Das Feld der Formel 1 zerfällt in zwei Hälften. Die Top-5-Teams fahren in einer eigenen Liga. Sie sind untereinander versprengt, liegen aber doch ein gutes Stück vor dem Rest des Feldes, der sich dann auf wenige Zehntel zusammenballt. Zwischen den beiden Hälften liegen im Rennbetrieb mindestens vier Zehntel. Schon lange nicht mehr hingen die Trauben so hoch für den Mittelstand.
Damit wissen Haas, McLaren, Alfa Romeo, Alpha Tauri und Williams schon vor dem Start: Wenn die obere Tabellenhälfte ihre Autos ins Ziel bringt, gibt es keine Punkte. Bis jetzt hatten die Hinterbänkler Glück. In Bahrain gab es zwei offene Plätze in den Top Ten, in Jeddah einen.
Alfa Romeo hat mit seinen vier Punkten beim Saisonauftakt so etwas wie den Jackpot geschafft. Für Williams und Haas zählte jweils ein Punkt wie ein Sieg – in Bahrain fuhr Alex Albon auf Rang zehn, in Jeddah war es Kevin Magnussen. Nico Hülkenberg freute sich mit seinem Teamkollegen: "Die positive Nachricht ist, dass wir konkurrenzfähig sind."
Mit älteren Reifen schneller
Haas hat den letzten WM-Zähler für den 10. Platz Mitkonkurrent Alpha Tauri fünf Runden vor Schluss abgenommen. Dadurch wird er noch wertvoller. Weil er auch ein Beweis dafür ist, dass der US-Rennstall sein Problem mit dem Reifenmanagement in den Griff bekommen hat. Wenigstens für Jeddah.

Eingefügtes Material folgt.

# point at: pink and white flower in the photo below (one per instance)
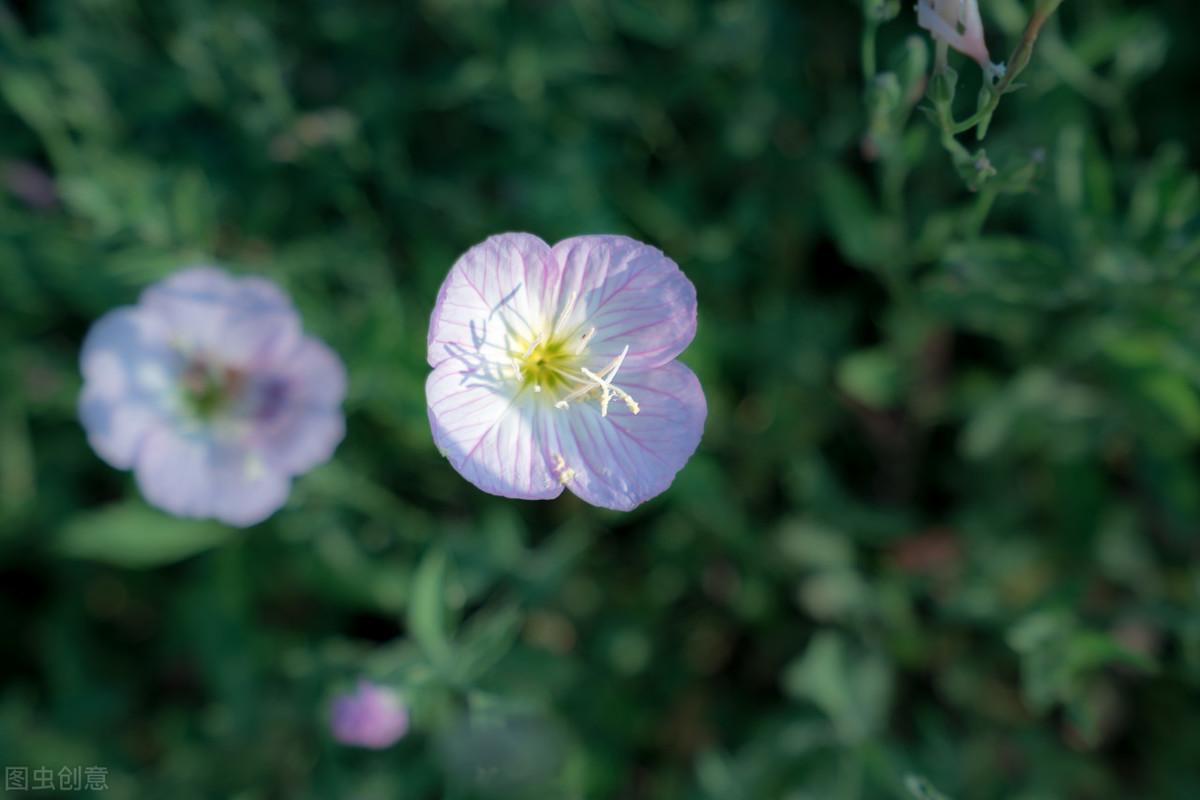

Magnussens Reifen waren neun Runden älter als die von Yuki Tsunoda. Trotzdem war der Däne im Schnitt eine halbe Sekunde schneller als sein Gegner. Im Gegensatz zu Ferrari waren die Haas-Renner auch auf den harten Reifen schnell.
Die Ingenieure hatten früh erkannt, dass man auf diesem Reifentyp den Großteil des Rennens zurücklegen kann. Da Abnutzung auf dem C2-Gummi kein großes Thema war, ging es nur darum, ihn in sein Arbeitsfenster zu bringen. Die frühen Boxenstopps von Magnussen (Runde 8) und Hülkenberg (Runde 11) halfen dabei. Zu dem Zeitpunkt waren die Autos noch schwer. Das zündete die Reifen an.

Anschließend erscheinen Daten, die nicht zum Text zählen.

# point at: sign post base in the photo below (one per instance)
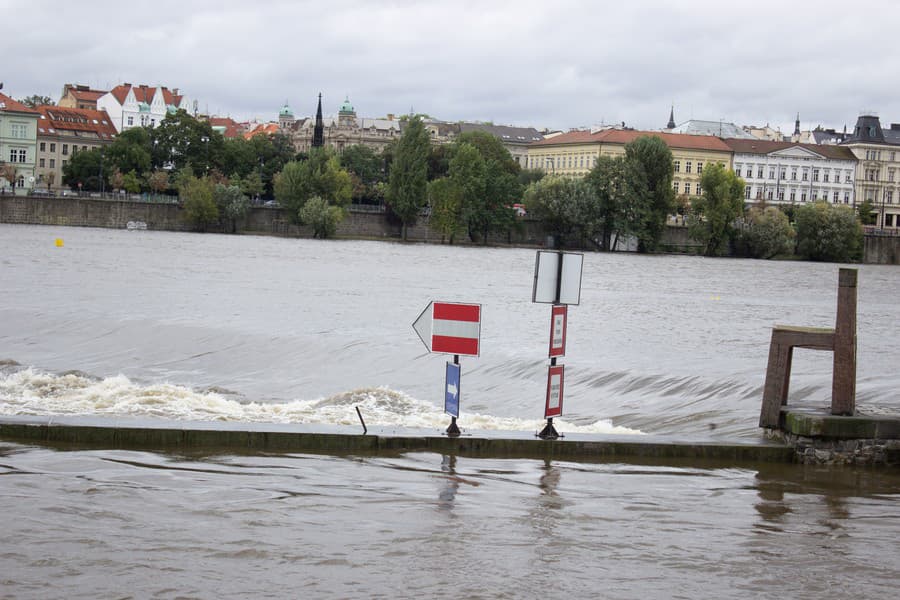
(549, 431)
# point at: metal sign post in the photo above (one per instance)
(557, 281)
(451, 328)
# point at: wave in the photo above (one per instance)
(32, 392)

Auto schnell genug für das Q3
Das Safety-Car kam für Haas gar nicht mal so ungelegen. Vor den Boxenstopps lagen Magnussen und Hülkenberg auf den Positionen 12 und 13. Danach auf 11 und 13. Damit zählte im zweiten Teil des Rennens nur noch der Speed. "Nach Bahrain waren wir noch unsicher, wo wir stehen", gibt Teamchef Guenther Steiner zu. "Jetzt wissen wir, dass wir bei der Musik sind."
Magnussen löste das Problem besser als Hülkenberg, weil er mehr Erfahrung mit dem spezifischen Problem der Haas-Autos hat. Starke Reifenabnutzung war schon 2022 eine Baustelle. Auch der Haas VF-23 hat wieder zwei Gesichter. Das vom Samstag und das vom Sonntag.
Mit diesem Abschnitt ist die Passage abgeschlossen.